As widely predicted, Japan called for a reopening of the debate on the Oceanic Whitetip, the first of the shark species proposals to be considered. However, they narrowly failed to reach the necessary number of votes for the debate to reopen. It followed a period of considerable confusion about whether proper rules had been followed to allow the debate to take place.

Following the failure by Japan to reopen the debate on Oceanic Whitetip, a similar attempt was made to reopen the debates for the hammerhead shark species, but this also failed. There was no attempt to reopen the debate on the Porbeagle shark.

Management through CITES is vital for the responsible management, trade and consumption of sharks believes TRAFFIC.

“This is far too important an issue for politics to intervene; we’re talking about the very survival of some species and the protection of the livelihoods of shark fishers.”

Global catches of sharks are in excess of 800,000 tonnes per year, and the fin trade alone is worth more than USD480 million per year.

Meanwhile, populations of some of the shark species caught have declined by in excess of 90% to supply the trade.

“Some commercially important shark populations are on the verge of total collapse—if that’s not a good reason to take shark fishing responsibility then tell me what is,” said Sant.

The proposal to list Manta rays was also adopted without a call to reopen the debate at the meeting.

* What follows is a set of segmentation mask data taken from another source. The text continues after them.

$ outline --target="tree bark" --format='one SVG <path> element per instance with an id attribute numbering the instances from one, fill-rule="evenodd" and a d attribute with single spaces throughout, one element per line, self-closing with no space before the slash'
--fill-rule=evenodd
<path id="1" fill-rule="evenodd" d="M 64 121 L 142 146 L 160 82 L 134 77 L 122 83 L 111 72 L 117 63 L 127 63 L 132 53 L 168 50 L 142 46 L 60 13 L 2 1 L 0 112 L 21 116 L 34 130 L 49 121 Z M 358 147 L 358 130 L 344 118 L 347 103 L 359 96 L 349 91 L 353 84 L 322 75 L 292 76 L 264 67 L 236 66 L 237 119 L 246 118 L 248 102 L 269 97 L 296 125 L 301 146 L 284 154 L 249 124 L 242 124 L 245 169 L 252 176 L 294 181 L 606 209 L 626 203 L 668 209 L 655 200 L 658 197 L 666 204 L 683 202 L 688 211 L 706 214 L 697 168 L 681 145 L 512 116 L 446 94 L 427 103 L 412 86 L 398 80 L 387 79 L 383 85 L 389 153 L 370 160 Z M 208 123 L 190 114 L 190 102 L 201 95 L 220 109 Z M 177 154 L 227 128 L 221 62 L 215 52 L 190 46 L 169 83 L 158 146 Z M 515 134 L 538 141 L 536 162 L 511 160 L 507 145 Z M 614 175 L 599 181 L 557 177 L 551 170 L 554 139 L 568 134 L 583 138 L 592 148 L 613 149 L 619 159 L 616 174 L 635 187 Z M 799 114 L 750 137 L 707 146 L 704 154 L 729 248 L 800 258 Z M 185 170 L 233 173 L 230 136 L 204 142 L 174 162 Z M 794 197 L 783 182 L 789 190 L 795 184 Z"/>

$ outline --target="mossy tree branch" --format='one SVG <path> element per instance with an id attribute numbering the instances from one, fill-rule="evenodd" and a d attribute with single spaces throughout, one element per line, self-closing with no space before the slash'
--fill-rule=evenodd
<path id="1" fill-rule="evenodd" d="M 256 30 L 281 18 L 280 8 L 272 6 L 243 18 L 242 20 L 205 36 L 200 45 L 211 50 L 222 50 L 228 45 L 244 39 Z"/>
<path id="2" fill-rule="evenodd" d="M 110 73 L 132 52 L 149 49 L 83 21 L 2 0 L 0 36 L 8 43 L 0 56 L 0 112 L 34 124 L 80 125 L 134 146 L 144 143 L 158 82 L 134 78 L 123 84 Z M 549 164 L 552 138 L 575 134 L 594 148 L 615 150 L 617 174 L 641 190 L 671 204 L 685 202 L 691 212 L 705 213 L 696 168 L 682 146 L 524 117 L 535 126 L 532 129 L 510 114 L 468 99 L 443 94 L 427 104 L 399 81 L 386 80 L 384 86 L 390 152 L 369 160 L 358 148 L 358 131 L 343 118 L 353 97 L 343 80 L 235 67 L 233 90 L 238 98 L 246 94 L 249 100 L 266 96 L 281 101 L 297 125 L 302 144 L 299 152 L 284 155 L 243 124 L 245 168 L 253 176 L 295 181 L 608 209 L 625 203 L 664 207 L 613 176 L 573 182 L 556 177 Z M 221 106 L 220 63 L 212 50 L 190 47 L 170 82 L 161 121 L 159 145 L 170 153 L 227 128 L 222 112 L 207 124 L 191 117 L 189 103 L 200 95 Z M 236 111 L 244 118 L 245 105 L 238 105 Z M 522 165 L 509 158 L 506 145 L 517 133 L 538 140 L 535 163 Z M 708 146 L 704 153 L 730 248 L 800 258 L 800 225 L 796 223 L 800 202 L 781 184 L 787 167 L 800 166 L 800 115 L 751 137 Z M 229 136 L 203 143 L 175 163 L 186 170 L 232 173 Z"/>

Following the shark discussions, China expressed its concern over the difficulty in implementing trade regulations through CITES, citing concerns over identification of the shark species concerned, and called for assistance from other countries to help ensure enforcement of the new measures. They also asked for exporting countries to ensure that illegal products do not enter into the market place.



TRAFFIC is the leading non-governmental organization working globally on trade in wild animals and plants in the context of both biodiversity conservation and sustainable development. TRAFFIC is a strategic alliance of IUCN, the International Union for Conservation of Nature, and WWF.